En este libro-catálogo que estamos recorriendo se afirma tajantemente que Prieto “no solo participa de la generación del 27, sino que acabó por erigirse como el pintor más representativo de tan brillante y heterogéneo grupo, no solo por su amistad con los miembros más relevantes (Alberti, Cernuda, Lorca, Salinas, Chacel, etc.), sino por su afinidad estética e iconográfica con todos ellos”. Gregorio Prieto, además de gran pintor, fue también poeta. Su paisano Francisco Nieva no duda en defender, con su gracia característica, la inserción de Prieto en el 27: “La generación del 27 crea a España, la arranca prácticamente del dramático y gesticulante telón de fondo con que la vistió la generación del 98. Un rayo de luz que corta en el queso de enterizas tinieblas que era la España negra convertida en valor estético. Esa luz moderna que trae la nueva generación le llega al urbano hormigueo de Madrid, entonces cubierto por nubes zuloaguescas, desde la provincia dorada y desde un localismo con virtudes de universalidad. Esta generación del 27 parece formada por magníficos paletos. Lorca y Prieto son paradigma de ello. Tienen ese áspero refinamiento de los paletos geniales, capaces de rozar el más sutil ‘kitsch’ sentimental elevándolo a categoría como ‘les hubiera’ dicho su maestro Ortega.”

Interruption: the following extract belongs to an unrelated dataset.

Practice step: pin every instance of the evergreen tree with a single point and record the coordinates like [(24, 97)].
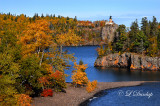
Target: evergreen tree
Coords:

En la exposición sobre los años de formación de Gregorio Prieto hay un apéndice sobre sus años de pensionado en la Academia de España en Roma, de 1928 a 1932. Dicho periodo ya no son años de formación, pues el arte del valdepeñero está entonces totalmente consolidado.
Con otro pensionado, Eduardo Chicharro Briones, hijo del afamado Eduardo Chicharro Agüera, director de la academia romana durante muchos años, Prieto cimenta una gran amistad. En sus últimos años de estancia, el director es Valle-Inclán, nombrado por Azaña, con el que, en principio, tienen problemas, siendo expedientados por el gran dramaturgo. Chicharro y Prieto allí realizan una espléndida colección de fotografías, siempre posando Prieto y siempre disparando Chicharro. Una colección, a estas alturas, muy importante en la historia del arte. Dichas fotos prenunciaron el Postismo, que Chicharro fundó en España más de una década más tarde en unión de Carlos Edmundo de Ory y Silvano Sernesi. Valle-Inclán, nada rencoroso con ellos, al verlos salir por la puerta de la Academia, cámara en ristre, exclamaba: “¡Ahí van esos dos locazos!”.